GOBP analysis for pseudo-time-associated genes

We used Gene Set Enrichment Analysis (GSEA) (https://www.gsea-msigdb.org/gsea/index.jsp) to perform the Gene Oncology Biological Process (GOBP) analysis for the pseudo-time associated genes. The positively and negatively associated genes were analyzed separately.

Statistics & reproducibility

No statistical method was used to predetermine sample size. No data were excluded from the analyses. The experiments were not randomized. The investigators were not blinded to allocation during experiments and outcome assessment.

Algorithms availability

We used the default parameters in SpatialGlue, CellCharter and SpaMultiVAE from the original scripts. The parameters in SpaceFlow and WNN can be found in Supplementary Data 4.

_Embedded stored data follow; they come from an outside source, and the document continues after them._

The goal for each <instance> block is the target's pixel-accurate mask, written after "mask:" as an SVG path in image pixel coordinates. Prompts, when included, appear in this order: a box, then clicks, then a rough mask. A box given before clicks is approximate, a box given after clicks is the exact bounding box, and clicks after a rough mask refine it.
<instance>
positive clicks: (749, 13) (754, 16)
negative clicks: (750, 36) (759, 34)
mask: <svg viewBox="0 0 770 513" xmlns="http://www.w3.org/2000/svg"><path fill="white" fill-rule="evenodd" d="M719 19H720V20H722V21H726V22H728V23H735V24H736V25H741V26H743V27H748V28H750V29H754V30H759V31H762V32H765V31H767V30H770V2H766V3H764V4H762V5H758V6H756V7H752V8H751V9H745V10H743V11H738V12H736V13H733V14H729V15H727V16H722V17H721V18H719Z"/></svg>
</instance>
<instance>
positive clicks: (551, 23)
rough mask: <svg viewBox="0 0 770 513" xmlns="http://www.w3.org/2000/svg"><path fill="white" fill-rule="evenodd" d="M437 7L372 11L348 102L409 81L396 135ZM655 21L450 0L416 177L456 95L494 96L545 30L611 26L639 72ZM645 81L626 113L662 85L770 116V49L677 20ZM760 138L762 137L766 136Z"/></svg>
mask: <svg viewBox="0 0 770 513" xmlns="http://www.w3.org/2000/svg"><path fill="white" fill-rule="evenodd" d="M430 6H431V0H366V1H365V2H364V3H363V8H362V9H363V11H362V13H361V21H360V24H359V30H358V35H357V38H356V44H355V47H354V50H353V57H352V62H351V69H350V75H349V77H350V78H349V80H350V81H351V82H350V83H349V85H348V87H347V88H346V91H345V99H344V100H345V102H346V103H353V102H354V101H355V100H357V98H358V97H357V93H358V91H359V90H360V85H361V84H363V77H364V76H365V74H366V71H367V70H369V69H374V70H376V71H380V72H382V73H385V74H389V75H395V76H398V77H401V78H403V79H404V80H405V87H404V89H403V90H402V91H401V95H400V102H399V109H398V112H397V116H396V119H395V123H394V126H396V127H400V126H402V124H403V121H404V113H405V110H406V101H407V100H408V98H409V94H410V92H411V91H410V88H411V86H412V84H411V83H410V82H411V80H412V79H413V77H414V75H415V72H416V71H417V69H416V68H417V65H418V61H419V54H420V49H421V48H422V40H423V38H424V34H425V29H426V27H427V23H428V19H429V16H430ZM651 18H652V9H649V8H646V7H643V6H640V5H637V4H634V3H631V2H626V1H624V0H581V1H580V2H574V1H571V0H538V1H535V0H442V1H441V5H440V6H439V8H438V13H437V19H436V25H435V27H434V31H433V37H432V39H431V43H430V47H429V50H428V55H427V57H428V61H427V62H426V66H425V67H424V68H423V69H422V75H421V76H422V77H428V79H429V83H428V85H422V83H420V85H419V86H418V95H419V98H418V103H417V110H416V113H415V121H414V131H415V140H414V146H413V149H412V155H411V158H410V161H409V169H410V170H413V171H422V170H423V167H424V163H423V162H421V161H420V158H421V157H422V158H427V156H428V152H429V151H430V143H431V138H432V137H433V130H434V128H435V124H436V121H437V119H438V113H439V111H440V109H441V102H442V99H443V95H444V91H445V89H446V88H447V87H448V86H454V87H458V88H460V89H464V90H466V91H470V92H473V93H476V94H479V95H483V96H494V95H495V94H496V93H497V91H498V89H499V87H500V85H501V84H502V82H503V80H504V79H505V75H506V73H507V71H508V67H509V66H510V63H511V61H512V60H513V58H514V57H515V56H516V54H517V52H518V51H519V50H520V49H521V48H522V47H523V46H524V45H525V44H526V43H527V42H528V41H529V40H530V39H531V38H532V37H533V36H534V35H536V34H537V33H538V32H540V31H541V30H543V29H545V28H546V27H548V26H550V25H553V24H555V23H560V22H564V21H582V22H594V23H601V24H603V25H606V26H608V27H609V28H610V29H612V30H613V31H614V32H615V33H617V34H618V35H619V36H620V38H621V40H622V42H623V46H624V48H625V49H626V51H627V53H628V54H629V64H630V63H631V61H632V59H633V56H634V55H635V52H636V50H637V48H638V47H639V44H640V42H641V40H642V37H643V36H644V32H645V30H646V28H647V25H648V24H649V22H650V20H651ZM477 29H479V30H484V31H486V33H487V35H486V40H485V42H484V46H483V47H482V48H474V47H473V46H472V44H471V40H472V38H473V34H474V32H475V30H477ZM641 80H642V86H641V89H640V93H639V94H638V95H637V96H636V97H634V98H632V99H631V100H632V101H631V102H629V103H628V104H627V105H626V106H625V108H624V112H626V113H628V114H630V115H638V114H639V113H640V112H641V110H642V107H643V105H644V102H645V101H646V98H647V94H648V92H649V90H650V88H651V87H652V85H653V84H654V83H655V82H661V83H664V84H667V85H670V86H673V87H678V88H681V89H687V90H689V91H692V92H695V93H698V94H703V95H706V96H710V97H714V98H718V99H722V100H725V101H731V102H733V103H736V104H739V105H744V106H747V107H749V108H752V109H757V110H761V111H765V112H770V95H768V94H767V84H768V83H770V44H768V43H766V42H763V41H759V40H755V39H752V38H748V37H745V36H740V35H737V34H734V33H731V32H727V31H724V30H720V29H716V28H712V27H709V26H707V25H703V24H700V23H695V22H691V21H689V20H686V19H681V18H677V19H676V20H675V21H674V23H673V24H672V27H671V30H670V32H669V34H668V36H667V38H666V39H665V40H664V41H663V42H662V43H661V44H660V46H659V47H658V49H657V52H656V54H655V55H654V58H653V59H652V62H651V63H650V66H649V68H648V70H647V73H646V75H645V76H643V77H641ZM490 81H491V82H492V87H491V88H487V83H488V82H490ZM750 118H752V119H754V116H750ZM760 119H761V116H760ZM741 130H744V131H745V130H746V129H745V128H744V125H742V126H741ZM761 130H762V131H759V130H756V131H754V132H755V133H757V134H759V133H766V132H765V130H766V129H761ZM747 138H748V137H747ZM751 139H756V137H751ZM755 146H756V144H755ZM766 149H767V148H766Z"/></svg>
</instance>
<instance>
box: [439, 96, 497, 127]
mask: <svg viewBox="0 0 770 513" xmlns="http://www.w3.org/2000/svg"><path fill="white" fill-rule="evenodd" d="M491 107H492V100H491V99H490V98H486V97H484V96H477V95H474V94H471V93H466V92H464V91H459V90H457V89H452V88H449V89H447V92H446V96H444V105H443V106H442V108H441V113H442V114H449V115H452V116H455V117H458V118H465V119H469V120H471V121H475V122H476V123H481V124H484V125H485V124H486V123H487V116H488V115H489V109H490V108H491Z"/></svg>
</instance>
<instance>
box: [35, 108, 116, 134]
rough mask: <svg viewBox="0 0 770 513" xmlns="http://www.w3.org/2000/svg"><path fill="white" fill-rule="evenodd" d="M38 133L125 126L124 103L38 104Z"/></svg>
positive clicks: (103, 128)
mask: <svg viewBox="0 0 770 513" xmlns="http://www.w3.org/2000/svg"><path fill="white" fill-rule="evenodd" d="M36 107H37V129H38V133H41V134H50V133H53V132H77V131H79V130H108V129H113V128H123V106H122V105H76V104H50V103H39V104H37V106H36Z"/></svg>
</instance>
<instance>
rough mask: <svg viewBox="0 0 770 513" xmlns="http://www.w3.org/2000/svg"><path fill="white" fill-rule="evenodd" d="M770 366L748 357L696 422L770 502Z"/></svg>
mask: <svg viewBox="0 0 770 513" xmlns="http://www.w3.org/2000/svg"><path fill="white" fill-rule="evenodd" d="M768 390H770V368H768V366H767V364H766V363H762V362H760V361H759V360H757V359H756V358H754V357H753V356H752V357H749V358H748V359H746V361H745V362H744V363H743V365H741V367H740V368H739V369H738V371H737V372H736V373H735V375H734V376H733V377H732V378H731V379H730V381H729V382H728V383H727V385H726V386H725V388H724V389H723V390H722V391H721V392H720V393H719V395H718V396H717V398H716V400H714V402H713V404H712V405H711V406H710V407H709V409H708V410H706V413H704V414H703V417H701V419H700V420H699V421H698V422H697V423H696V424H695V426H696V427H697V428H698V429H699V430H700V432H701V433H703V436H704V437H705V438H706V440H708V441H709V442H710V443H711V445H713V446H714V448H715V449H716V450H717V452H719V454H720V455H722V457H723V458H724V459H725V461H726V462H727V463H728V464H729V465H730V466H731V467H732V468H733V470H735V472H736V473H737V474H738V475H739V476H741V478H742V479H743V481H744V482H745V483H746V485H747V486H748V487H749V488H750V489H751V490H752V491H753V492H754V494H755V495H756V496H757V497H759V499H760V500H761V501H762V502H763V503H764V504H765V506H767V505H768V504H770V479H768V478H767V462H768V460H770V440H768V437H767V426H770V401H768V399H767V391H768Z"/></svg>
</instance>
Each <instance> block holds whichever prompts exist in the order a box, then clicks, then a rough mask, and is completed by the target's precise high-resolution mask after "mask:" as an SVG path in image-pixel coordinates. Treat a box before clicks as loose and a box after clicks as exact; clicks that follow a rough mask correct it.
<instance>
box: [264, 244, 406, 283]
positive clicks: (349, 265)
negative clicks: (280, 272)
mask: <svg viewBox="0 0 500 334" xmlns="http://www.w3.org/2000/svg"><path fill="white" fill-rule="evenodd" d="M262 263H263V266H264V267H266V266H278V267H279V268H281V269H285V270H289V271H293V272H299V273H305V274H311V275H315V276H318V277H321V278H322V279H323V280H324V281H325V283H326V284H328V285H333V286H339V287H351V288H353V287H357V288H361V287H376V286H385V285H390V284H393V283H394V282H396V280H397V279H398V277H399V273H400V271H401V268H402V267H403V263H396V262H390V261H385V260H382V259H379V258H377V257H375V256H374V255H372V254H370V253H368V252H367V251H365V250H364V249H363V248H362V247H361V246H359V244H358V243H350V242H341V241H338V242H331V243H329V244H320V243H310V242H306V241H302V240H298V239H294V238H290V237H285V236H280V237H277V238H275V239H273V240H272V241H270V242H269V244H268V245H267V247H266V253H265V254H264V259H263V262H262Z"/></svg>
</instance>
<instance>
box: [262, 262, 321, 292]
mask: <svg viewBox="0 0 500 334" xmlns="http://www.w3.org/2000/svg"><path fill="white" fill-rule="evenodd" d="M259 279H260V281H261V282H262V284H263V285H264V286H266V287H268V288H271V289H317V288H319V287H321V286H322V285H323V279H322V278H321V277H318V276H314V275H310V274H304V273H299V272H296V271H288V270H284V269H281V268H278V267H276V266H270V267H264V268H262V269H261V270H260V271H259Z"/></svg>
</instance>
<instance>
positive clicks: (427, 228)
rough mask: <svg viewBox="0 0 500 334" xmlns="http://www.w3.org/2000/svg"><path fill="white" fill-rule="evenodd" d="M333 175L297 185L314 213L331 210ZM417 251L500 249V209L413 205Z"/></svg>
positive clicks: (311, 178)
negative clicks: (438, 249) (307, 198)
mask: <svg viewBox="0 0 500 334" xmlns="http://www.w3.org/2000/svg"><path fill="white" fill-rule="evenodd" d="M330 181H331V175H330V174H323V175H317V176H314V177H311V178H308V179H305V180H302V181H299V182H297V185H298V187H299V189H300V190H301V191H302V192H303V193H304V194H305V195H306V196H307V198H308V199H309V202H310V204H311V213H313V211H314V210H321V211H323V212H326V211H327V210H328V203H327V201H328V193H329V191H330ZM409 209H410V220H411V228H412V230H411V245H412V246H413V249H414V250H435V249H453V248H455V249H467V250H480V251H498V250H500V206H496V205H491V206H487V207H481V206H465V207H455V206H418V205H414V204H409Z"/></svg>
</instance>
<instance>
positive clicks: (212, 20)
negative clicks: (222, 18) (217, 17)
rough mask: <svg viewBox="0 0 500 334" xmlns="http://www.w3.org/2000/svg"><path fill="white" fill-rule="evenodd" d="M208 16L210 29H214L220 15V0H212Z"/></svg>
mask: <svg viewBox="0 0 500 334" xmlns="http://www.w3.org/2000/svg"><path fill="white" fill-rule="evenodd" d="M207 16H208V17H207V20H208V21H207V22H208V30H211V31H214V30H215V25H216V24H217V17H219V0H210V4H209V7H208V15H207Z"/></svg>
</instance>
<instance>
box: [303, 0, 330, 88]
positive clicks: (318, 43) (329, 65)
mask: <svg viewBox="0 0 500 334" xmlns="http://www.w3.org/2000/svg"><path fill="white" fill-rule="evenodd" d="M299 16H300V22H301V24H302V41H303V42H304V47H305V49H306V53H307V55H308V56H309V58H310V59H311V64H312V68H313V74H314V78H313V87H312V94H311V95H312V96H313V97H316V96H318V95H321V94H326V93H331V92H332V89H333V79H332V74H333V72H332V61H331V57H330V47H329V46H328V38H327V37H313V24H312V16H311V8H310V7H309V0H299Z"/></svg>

SpaceFlow: https://github.com/hongleir/SpaceFlow

WNN: https://github.com/dylkot/pyWNN

SpatialGlue: https://github.com/JinmiaoChenLab/SpatialGlue

CellCharter: https://github.com/CSOgroup/cellcharter

SpaMultiVAE: https://github.com/ttgump/spaVAE

Reporting summary

Further information on research design is available in the Nature Portfolio Reporting Summary linked to this article.